Explanation of how this loop works

Hey!

I was wondering if someone could explain to me how the code below works. It is from the first guided project in python fundamentals. The code works just fine, I got that from the mission instructions. However, I just can’t comprehend how it actually works and why. Any explanation would be amazing!

reviews_max = {}

for app in google_data:
name = app[0]
n_reviews = float(app[3])

if name in reviews_max and reviews_max[name] < n_reviews:
    reviews_max[name] = n_reviews
    
elif name is not reviews_max:
    reviews_max[name] = n_reviews
2 Likes

Hi @rushtondavid23

Here what you have to understand first is that why we are doing this step.

So we have some multiple entries of apps in our dataset. It happened because the data was collected over a period of time and hence a few app names have been repeated. But there are a few changes in the data. The latest duplicate app data has more reviews as more people would have written a review for the more recent version of the data.

So we are going to keep the latest version of duplicate data and remove all other rows of data with the same app name.

In order to do that we need to get the name of the app and number of reviews for that app. That is what happening here

for app in google_data:
name = app[0]
n_reviews = float(app[3])

So the for loop, iterates through each row in google_data and returns a row. We call that row app.
Now, the name of the app is at 0 index of this row. which is app[0]
and similarly number of reviews is at 3 (4th column) hence n_reviews = float(app[3])

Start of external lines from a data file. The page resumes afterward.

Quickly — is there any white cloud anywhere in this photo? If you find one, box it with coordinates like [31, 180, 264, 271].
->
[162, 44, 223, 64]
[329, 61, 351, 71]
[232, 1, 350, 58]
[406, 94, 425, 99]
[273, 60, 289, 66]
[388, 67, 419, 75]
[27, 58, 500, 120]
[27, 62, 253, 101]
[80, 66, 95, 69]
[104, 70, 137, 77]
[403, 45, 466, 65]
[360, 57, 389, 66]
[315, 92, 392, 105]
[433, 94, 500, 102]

Now, let us look at the empty dictionary that we have created to store the name and number of reviews of the latest app. reviews_max = {}

So when this line executes inside the for loop
if name in reviews_max and reviews_max[name] < n_reviews:
it check if the name of the app in the first row is in the dictionary. Since it is an empty dictionary during the first iteration, it will return false and skips to the next condition which is elif name is not reviews_max:

Since you can’t find the first app name in an empty dictionary, this condition satisfies and hence the next line gets executed. reviews_max[name] = n_reviews. This stores the key:Value pair in the dictionary as name:n_reviews

In the next iteration if the fist condition if name in reviews_max is satisfied, ie if it finds a duplicate app, it then goes to the next condition ie reviews_max[name] < n_reviews. If it finds that the current row has a higher number of reviews than the previous value stored in the dictionary, the nested code ie reviews_max[name] = n_reviews gets executed and the name:n_reviews gets updated.

This process continues and at the end the final dictionary will have only one entry for a certain app name and its highest number of review.

I hope the logic was clear to you.

2 Likes

That breakdown helps massively!

Thanks. I get it much better now.

Thanks for taking the time to do that.

2 Likes